All Projects → ucscXena → xenaPython

ucscXena / xenaPython

Licence: Apache-2.0 License
Python API for Xena Hub

Programming Languages

python
139335 projects - #7 most used programming language
XQuery
69 projects
javascript
184084 projects - #8 most used programming language
shell
77523 projects

xenaPython

Python API for Xena Hub


Requirement

support python2 python3

Installation

pip install xenaPython

Upgrade Installation

pip install --upgrade xenaPython

Usage

>>> import xenaPython as Xena

Examples

1: Query four samples and three identifers expression
import xenaPython as xena

hub = "https://toil.xenahubs.net"
dataset = "tcga_RSEM_gene_tpm"
samples = ["TCGA-02-0047-01","TCGA-02-0055-01","TCGA-02-2483-01","TCGA-02-2485-01"]
probes = ['ENSG00000282740.1', 'ENSG00000000005.5', 'ENSG00000000419.12']
[position, [ENSG00000282740_1, ENSG00000000005_5, ENSG00000000419_12]] = xena.dataset_probe_values(hub, dataset, samples, probes)
ENSG00000282740_1
2: Query four samples and three genes expression, when the dataset you want to query has a identifier-to-gene mapping (i.e. xena probeMap)
hub = "https://toil.xenahubs.net"
dataset = "tcga_RSEM_gene_tpm"
samples = ["TCGA-02-0047-01","TCGA-02-0055-01","TCGA-02-2483-01","TCGA-02-2485-01"]
genes =["TP53", "RB1", "PIK3CA"]
xena.dataset_gene_probe_avg(hub, dataset, samples, genes)
3: If the dataset does not have id-to-gene mapping, but the dataset used gene names as its identifier, you can query gene expression like example 1, example 2 will not work.
hub = "https://toil.xenahubs.net"
dataset = "tcga_RSEM_Hugo_norm_count"
samples = ["TCGA-02-0047-01","TCGA-02-0055-01","TCGA-02-2483-01","TCGA-02-2485-01"]
probes =["TP53", "RB1", "PIK3CA"]
[position, [TP53, RB1, PIK3CA]] = xena.dataset_probe_values (hub, dataset, samples, probes)
TP53
4: Find out the samples in a dataset
hub = "https://tcga.xenahubs.net"
dataset = "TCGA.BLCA.sampleMap/HiSeqV2"
xena.dataset_samples (hub, dataset, 10)
xena.dataset_samples (hub, dataset, None)
5: Find out the identifiers in a dataset
hub = "https://tcga.xenahubs.net"
dataset = "TCGA.BLCA.sampleMap/HiSeqV2"
xena.dataset_field (hub, dataset)
6. Find out the number of idnetifiers in a dataset
hub = "https://tcga.xenahubs.net"
dataset = "TCGA.BLCA.sampleMap/HiSeqV2"
xena.dataset_field_n (hub, dataset)
7. Find out hub id, dataset id
use xena browser datasets tool:  https://xenabrowser.net/datapages/

Help

>>> import xenaPython
>>> help(xenaPython)

Help on package xenaPython:

NAME

xenaPython - Methods for querying data from UCSC Xena hubs

DESCRIPTION

Data rows are associated with "sample" IDs.
Sample IDs are unique within a "cohort".
A "dataset" is a particular assay of a cohort, e.g. gene expression.
Datasets have associated metadata, specifying their data type and cohort.

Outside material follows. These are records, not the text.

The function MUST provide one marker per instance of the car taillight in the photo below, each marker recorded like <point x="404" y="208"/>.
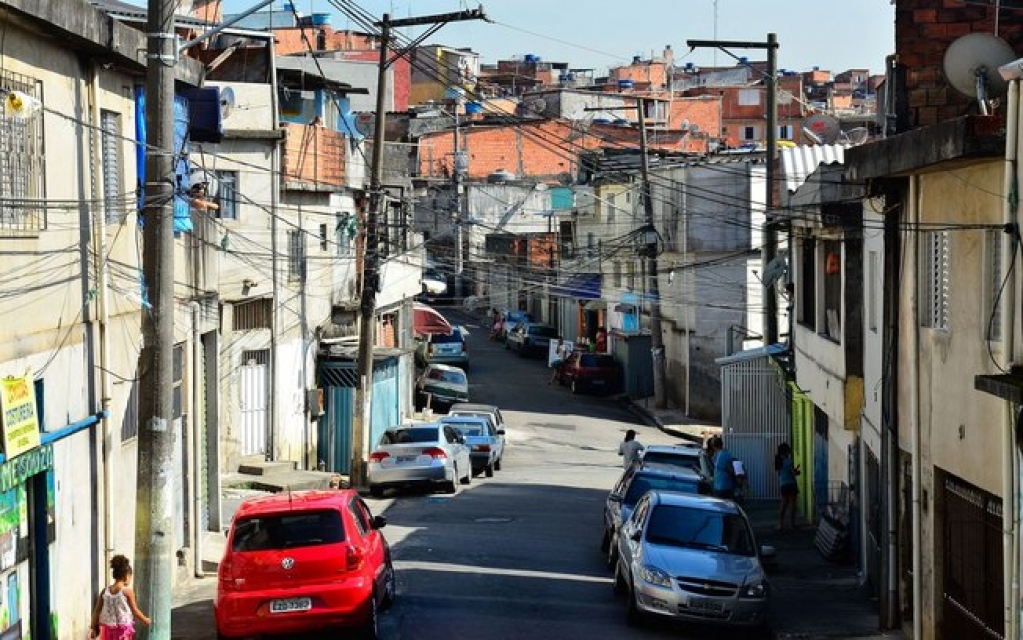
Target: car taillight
<point x="353" y="559"/>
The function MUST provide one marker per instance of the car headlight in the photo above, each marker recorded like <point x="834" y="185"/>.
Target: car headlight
<point x="755" y="590"/>
<point x="655" y="576"/>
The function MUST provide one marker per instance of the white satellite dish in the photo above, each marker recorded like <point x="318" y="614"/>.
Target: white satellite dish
<point x="972" y="62"/>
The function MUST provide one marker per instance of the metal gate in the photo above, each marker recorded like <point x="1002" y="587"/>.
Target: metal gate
<point x="255" y="390"/>
<point x="972" y="598"/>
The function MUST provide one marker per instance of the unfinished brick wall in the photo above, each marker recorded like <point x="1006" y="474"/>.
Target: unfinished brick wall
<point x="924" y="30"/>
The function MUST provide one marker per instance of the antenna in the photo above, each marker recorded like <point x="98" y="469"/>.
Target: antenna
<point x="226" y="101"/>
<point x="821" y="129"/>
<point x="972" y="62"/>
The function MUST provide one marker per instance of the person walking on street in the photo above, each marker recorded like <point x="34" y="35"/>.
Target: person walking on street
<point x="724" y="469"/>
<point x="116" y="610"/>
<point x="630" y="449"/>
<point x="787" y="472"/>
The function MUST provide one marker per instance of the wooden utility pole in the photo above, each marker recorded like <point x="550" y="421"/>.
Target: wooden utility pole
<point x="153" y="512"/>
<point x="769" y="247"/>
<point x="370" y="277"/>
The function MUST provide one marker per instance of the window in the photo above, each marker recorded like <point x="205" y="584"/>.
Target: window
<point x="934" y="280"/>
<point x="296" y="255"/>
<point x="872" y="291"/>
<point x="227" y="194"/>
<point x="833" y="289"/>
<point x="749" y="97"/>
<point x="21" y="163"/>
<point x="113" y="163"/>
<point x="807" y="284"/>
<point x="995" y="278"/>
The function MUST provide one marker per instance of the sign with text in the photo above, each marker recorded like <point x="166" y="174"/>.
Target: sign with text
<point x="20" y="423"/>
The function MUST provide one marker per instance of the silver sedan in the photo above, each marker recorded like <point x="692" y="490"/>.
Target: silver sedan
<point x="692" y="558"/>
<point x="428" y="453"/>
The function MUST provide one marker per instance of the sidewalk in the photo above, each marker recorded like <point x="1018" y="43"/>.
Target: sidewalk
<point x="812" y="598"/>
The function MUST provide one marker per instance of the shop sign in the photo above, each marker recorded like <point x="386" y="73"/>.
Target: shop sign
<point x="20" y="423"/>
<point x="14" y="472"/>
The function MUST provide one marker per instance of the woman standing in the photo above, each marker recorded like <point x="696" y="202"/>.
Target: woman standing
<point x="787" y="472"/>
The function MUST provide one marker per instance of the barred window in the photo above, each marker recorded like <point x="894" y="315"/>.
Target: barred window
<point x="21" y="163"/>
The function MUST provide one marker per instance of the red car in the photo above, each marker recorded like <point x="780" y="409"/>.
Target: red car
<point x="303" y="561"/>
<point x="585" y="371"/>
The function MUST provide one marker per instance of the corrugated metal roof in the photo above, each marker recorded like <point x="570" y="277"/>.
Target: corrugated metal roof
<point x="801" y="161"/>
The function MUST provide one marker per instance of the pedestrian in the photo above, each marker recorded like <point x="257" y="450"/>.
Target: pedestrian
<point x="558" y="364"/>
<point x="116" y="610"/>
<point x="787" y="473"/>
<point x="724" y="469"/>
<point x="630" y="449"/>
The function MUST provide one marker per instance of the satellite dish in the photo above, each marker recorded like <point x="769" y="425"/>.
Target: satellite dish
<point x="972" y="62"/>
<point x="226" y="101"/>
<point x="856" y="136"/>
<point x="821" y="129"/>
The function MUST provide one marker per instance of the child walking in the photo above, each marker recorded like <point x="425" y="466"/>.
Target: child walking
<point x="113" y="618"/>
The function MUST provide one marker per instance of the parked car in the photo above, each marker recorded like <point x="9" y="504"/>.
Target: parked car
<point x="425" y="453"/>
<point x="443" y="349"/>
<point x="635" y="482"/>
<point x="474" y="409"/>
<point x="303" y="561"/>
<point x="530" y="337"/>
<point x="486" y="443"/>
<point x="693" y="558"/>
<point x="585" y="371"/>
<point x="443" y="384"/>
<point x="686" y="456"/>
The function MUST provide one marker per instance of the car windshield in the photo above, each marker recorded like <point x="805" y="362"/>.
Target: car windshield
<point x="685" y="527"/>
<point x="641" y="483"/>
<point x="446" y="376"/>
<point x="286" y="531"/>
<point x="411" y="435"/>
<point x="543" y="331"/>
<point x="594" y="360"/>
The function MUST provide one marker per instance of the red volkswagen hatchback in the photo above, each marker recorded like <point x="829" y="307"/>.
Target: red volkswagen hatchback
<point x="301" y="561"/>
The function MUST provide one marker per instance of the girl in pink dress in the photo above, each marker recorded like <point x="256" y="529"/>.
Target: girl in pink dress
<point x="116" y="610"/>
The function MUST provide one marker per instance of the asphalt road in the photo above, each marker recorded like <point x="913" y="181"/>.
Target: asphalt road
<point x="516" y="555"/>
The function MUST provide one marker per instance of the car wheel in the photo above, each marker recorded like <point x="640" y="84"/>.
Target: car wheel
<point x="370" y="630"/>
<point x="619" y="584"/>
<point x="390" y="585"/>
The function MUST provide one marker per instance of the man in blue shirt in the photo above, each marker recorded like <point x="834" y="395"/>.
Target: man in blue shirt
<point x="724" y="470"/>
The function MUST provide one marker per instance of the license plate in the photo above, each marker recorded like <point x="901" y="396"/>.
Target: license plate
<point x="706" y="605"/>
<point x="291" y="604"/>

There are three primary data types: dense matrix (samples by probes),
sparse (sample, position, variant), and segmented (sample, position, value).


Dense matrices can be genotypic or phenotypic. Phenotypic matrices have
associated field metadata (descriptive names, codes, etc.).

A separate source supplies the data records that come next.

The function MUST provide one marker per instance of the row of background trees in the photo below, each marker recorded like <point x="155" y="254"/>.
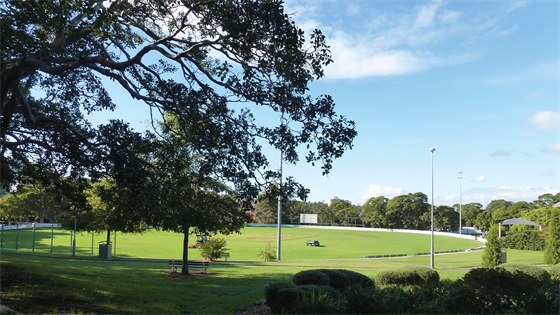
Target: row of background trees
<point x="410" y="211"/>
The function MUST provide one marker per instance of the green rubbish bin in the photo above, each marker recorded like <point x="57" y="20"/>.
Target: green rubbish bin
<point x="105" y="250"/>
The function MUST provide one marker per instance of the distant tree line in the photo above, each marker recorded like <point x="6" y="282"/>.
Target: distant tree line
<point x="410" y="211"/>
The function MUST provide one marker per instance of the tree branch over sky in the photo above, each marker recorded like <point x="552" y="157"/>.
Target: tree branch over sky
<point x="195" y="59"/>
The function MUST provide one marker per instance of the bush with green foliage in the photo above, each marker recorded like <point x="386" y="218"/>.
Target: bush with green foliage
<point x="552" y="251"/>
<point x="524" y="240"/>
<point x="499" y="291"/>
<point x="408" y="276"/>
<point x="539" y="274"/>
<point x="213" y="249"/>
<point x="492" y="255"/>
<point x="555" y="272"/>
<point x="315" y="277"/>
<point x="271" y="290"/>
<point x="357" y="279"/>
<point x="268" y="253"/>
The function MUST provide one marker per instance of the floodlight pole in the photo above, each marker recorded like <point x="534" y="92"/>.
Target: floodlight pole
<point x="432" y="247"/>
<point x="460" y="202"/>
<point x="279" y="238"/>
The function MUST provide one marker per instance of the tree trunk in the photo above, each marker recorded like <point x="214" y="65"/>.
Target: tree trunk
<point x="185" y="269"/>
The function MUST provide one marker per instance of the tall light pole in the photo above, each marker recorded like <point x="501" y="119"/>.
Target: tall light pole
<point x="460" y="202"/>
<point x="432" y="247"/>
<point x="279" y="237"/>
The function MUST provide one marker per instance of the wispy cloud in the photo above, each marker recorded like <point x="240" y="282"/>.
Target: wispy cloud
<point x="537" y="72"/>
<point x="397" y="43"/>
<point x="378" y="190"/>
<point x="544" y="121"/>
<point x="500" y="153"/>
<point x="536" y="94"/>
<point x="485" y="195"/>
<point x="551" y="148"/>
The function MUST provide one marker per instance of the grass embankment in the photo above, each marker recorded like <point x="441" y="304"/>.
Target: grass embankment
<point x="126" y="286"/>
<point x="158" y="244"/>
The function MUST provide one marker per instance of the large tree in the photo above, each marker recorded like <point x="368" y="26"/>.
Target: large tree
<point x="205" y="63"/>
<point x="373" y="211"/>
<point x="469" y="212"/>
<point x="405" y="211"/>
<point x="195" y="59"/>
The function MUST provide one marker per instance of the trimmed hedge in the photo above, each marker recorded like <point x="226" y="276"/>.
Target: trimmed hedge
<point x="328" y="290"/>
<point x="409" y="276"/>
<point x="337" y="279"/>
<point x="525" y="240"/>
<point x="539" y="274"/>
<point x="271" y="290"/>
<point x="357" y="278"/>
<point x="555" y="272"/>
<point x="315" y="277"/>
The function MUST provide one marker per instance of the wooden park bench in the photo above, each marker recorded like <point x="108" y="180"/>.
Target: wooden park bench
<point x="192" y="264"/>
<point x="312" y="243"/>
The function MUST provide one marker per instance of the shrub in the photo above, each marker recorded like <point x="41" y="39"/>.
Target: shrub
<point x="320" y="289"/>
<point x="311" y="277"/>
<point x="555" y="272"/>
<point x="524" y="240"/>
<point x="268" y="253"/>
<point x="271" y="290"/>
<point x="314" y="303"/>
<point x="552" y="251"/>
<point x="213" y="249"/>
<point x="337" y="279"/>
<point x="362" y="300"/>
<point x="492" y="255"/>
<point x="539" y="274"/>
<point x="287" y="296"/>
<point x="496" y="290"/>
<point x="409" y="276"/>
<point x="358" y="279"/>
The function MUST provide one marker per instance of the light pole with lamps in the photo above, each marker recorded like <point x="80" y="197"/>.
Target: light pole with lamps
<point x="432" y="247"/>
<point x="460" y="202"/>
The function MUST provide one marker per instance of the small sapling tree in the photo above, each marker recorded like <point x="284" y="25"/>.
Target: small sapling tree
<point x="492" y="255"/>
<point x="552" y="251"/>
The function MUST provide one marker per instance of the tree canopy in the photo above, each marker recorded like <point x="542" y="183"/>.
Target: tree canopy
<point x="206" y="62"/>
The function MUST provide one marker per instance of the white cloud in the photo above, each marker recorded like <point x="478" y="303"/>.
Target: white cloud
<point x="485" y="195"/>
<point x="551" y="148"/>
<point x="389" y="43"/>
<point x="537" y="72"/>
<point x="544" y="121"/>
<point x="501" y="153"/>
<point x="426" y="14"/>
<point x="378" y="190"/>
<point x="536" y="94"/>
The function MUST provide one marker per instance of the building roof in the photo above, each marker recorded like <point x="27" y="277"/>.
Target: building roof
<point x="518" y="221"/>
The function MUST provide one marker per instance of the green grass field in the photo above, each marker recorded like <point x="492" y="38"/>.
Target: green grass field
<point x="144" y="286"/>
<point x="158" y="244"/>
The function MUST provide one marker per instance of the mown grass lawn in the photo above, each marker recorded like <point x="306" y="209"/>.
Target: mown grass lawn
<point x="244" y="246"/>
<point x="45" y="285"/>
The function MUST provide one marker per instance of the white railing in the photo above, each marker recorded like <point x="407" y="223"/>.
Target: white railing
<point x="350" y="228"/>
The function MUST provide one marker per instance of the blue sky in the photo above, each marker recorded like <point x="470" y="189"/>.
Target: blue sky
<point x="477" y="80"/>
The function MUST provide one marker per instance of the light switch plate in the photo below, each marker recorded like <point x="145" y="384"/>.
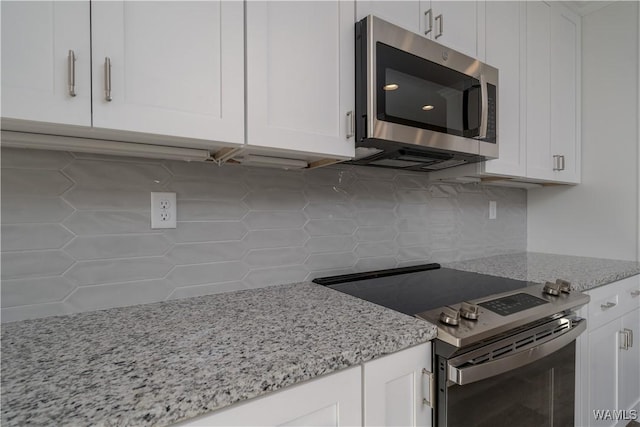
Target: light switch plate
<point x="163" y="210"/>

Genotypic matricies may have an associated probeMap, which maps probes to
genomic locations. If a matrix has hugo probeMap, the probes themselves
are gene names. Otherwise, a probeMap is used to map a gene location to a
set of probes.

FUNCTIONS

all_cohorts(host, exclude)

all_datasets(host)

all_datasets_n(host)
    Count the number datasets with non-null cohort

all_field_metadata(host, dataset)
    Metadata for all dataset fields (phenotypic datasets)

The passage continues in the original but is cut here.